40. Moreover it does not appear that the applicant ever informed the authorities dealing with his criminal case of the agreement of 4 November 1992. Finally, the compromise reached with the employer was the result of an agreement signed by the applicant. On the basis of these considerations, the Court finds that in the present case no such link has been established and accordingly rejects the applicant’s claim for pecuniary damage.
41. However, the Court accepts that the applicants suffered damage of a non-pecuniary nature as a result of the length of the criminal proceedings. Making its assessment on an equitable basis and having regard to the circumstances of the case, the Court awards the applicants ITL 16,000,000 as a compensation for non-pecuniary damage.
B. Costs and expenses
42. Without producing any relevant document, the applicant claims legal costs and expenses incurred in the preparation of his case before the Strasbourg institutions and before the domestic courts. He leaves the matter to be assessed by the Court in an equitable manner.
43. The Government leaves the matter to be assessed by the Court in an equitable manner.
44. According to the Court’s case-law, an award can be made in respect of costs and expenses only in so far as they have been actually and necessarily incurred by the applicant and are reasonable as to quantum. In the present case, the Court firstly observes that there is no element in the file suggesting that the applicant has incurred, before the domestic courts, any extra costs and expenses because of the length of the proceedings. As to the legal costs and expenses incurred before the Strasbourg institutions, the Court considers that ITL 500,000 is a reasonable sum and awards the applicant that amount.
C. Default interest
45. According to the information available to the Court, the statutory rate of interest applicable in Italy at the date of adoption of the present judgment is 3,5 % per annum.

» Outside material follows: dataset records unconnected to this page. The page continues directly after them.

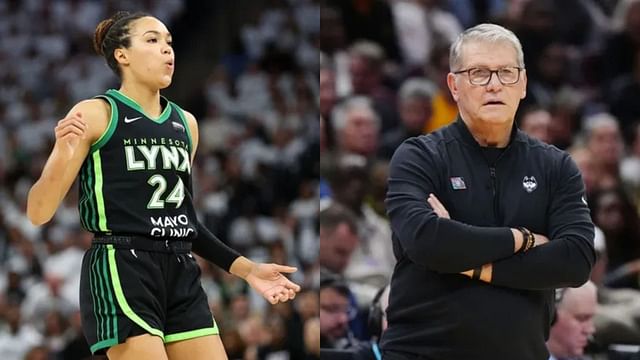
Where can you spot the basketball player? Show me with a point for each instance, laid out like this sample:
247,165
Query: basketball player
140,292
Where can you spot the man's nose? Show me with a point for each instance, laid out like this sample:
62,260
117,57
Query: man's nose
589,328
494,82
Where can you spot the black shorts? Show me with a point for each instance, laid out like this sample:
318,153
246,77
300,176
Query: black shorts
133,289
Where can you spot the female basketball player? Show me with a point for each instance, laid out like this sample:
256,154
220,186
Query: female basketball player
140,292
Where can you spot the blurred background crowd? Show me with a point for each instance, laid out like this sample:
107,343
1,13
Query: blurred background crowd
383,68
248,71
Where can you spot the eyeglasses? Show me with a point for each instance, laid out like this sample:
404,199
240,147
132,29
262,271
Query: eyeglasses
350,311
482,76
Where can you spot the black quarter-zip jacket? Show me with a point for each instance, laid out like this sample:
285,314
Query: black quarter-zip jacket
435,312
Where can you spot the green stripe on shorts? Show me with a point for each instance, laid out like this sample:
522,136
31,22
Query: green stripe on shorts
122,300
193,333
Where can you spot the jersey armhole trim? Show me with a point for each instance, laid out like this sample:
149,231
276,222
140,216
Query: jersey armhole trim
186,125
111,126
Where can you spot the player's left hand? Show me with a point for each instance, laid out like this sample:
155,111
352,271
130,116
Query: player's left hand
268,281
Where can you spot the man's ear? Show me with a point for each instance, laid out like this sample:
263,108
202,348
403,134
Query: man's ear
121,56
453,87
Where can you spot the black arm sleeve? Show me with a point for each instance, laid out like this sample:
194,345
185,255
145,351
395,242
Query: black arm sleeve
569,256
442,245
212,249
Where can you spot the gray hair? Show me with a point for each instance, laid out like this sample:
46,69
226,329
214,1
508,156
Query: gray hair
483,32
369,50
342,111
597,121
416,88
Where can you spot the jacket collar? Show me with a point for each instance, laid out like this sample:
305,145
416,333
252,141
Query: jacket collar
463,132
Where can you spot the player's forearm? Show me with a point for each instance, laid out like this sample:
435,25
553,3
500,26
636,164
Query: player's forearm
241,267
212,249
448,246
47,193
561,263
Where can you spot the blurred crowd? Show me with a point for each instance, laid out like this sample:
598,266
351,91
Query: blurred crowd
256,175
383,68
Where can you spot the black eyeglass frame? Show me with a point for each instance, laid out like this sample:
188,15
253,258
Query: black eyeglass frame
491,72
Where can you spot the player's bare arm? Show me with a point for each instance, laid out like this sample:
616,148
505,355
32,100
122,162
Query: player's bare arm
74,134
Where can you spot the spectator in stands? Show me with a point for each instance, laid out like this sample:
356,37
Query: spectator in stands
415,108
338,237
613,212
535,122
605,143
372,260
444,108
335,312
366,70
573,326
356,125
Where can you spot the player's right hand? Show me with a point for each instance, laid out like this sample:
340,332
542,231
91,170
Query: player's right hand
69,132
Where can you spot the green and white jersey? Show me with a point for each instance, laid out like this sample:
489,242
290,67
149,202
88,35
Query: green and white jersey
136,179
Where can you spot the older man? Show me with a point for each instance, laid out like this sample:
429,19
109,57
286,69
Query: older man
486,220
574,322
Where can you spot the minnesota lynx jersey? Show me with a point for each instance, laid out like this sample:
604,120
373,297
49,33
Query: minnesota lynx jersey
136,179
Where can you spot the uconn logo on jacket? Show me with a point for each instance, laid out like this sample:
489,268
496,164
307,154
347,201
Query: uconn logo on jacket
529,183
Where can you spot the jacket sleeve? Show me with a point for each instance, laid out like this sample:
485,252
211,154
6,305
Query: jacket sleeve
565,261
442,245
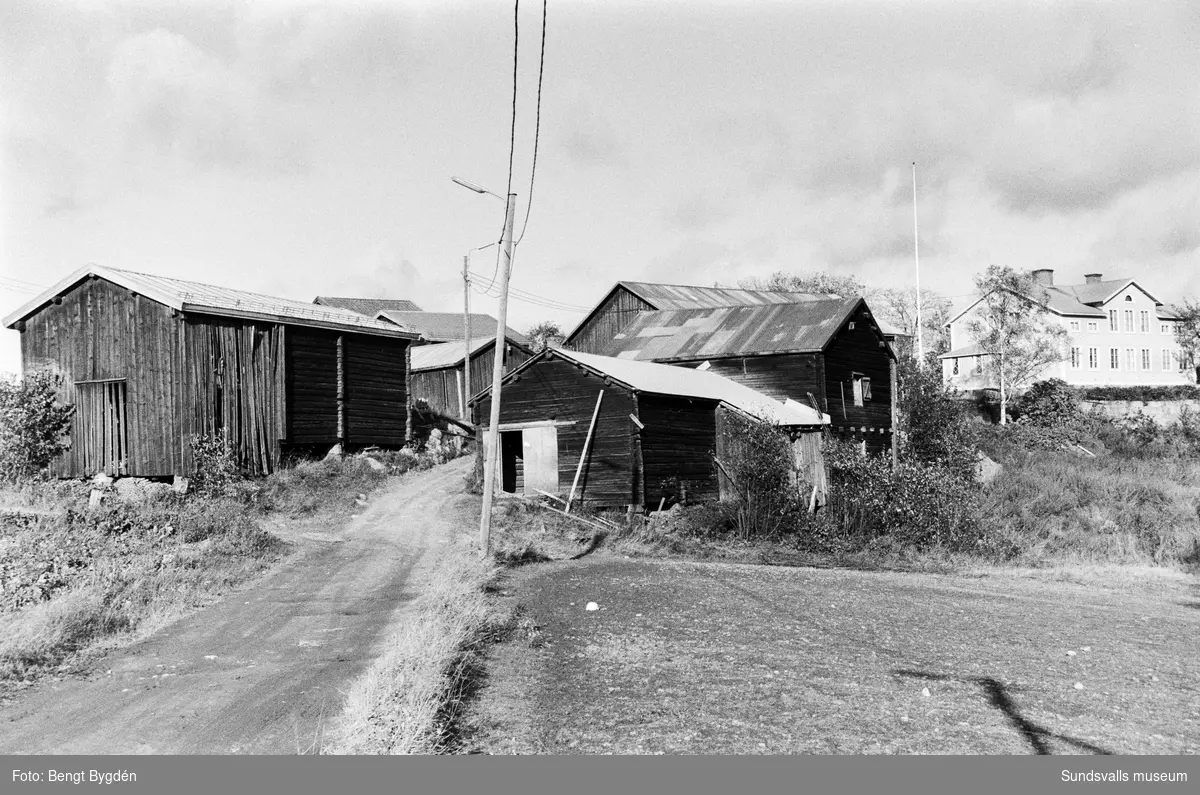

FOR THESE REASONS, THE COURT UNANIMOUSLY
1. Holds that there has been a violation of Article 6 § 1 of the Convention;
2. Holds
(a) that the respondent State is to pay the applicant, within three months from the date on which the judgment becomes final according to Article 44 § 2 of the Convention, the following amounts: ITL 16,000,000 (sixteen millions) in respect of non-pecuniary damage and ITL 500,000 (five hundreds thousand) for costs and expenses;
(b) that simple interest at an annual rate of 3,5% shall be payable from the expiry of the above-mentioned three months until settlement;
3. Dismisses the remainder of the applicant’s claims for just satisfaction.
Done in English, and notified in writing on 26 April 2001, pursuant to Rule 77 §§ 2 and 3 of the Rules of Court.